Two careless penalties in the third period wound up as power play goals for the Panthers, erasing a 3-2 Winnipeg lead and ultimately the good start to the season, when the Jets did an excellent job of staying out of the box. Florida scored three times on six chances with the man advantage, pushing the Jets 27th ranked penalty kill down to last place in the NHL (63.6 per cent).
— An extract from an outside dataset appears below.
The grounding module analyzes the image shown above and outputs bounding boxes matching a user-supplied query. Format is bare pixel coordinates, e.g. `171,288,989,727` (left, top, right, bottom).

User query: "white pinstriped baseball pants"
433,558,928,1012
Noel eventually expanded on his thoughts about the game, going down a bizarre path where he chastised the media for "singing praises" of the Jets in its reporting of the positive signs the club showed during a 3-1-1 start after the first five games.
That was interesting. If his team keeps playing the way they have this week, the coach won't have to worry about anyone breaking into song.
Winnipeg's not-so-special team's output was compounded by the injury status of defenceman Dustin Byfuglien, who is day-to-day with a lower body injury. Byfuglien came up lame Thursday morning and is likely a game-time decision when the club takes on the Tampa Bay Lightning (5-1-0) tonight (6:30 p.m.).
Add his noticeable absence to the fact Zach Bogosian (wrist) is still at least 2-3 weeks away, and Noel is left with a ultra-thin defensive corps that featured Ron Hainsey on the top pairing with Toby Enstrom and names like Grant Clitsome, Paul Postma and Zach Redmond, who played a staggering 21 minutes in his NHL debut, bringing up the rear on the depth chart.
There's more: the offence failed to sustain pressure on a weak Florida defence, goaltender Ondrej Pavelec didn't have his best night and Kyle Wellwood's mug is starting to appear on milk cartons.
Other than those shortcomings, Claude, your team looked terrific.
The Jets still have major issues, specifically when it comes to their play on the road. Winnipeg has one win in four tries as the visitor and last year's lazy habits are starting to creep back into the effort. When they don't out-work their opponent behind both goal lines, success on the scoreboard is difficult to come by, and when success does eventually come, the players have yet to demonstrate an ability to handle it or grow from it.
Thursday showed the Jets have some work to do.
Guessing no one has to tell Noel that.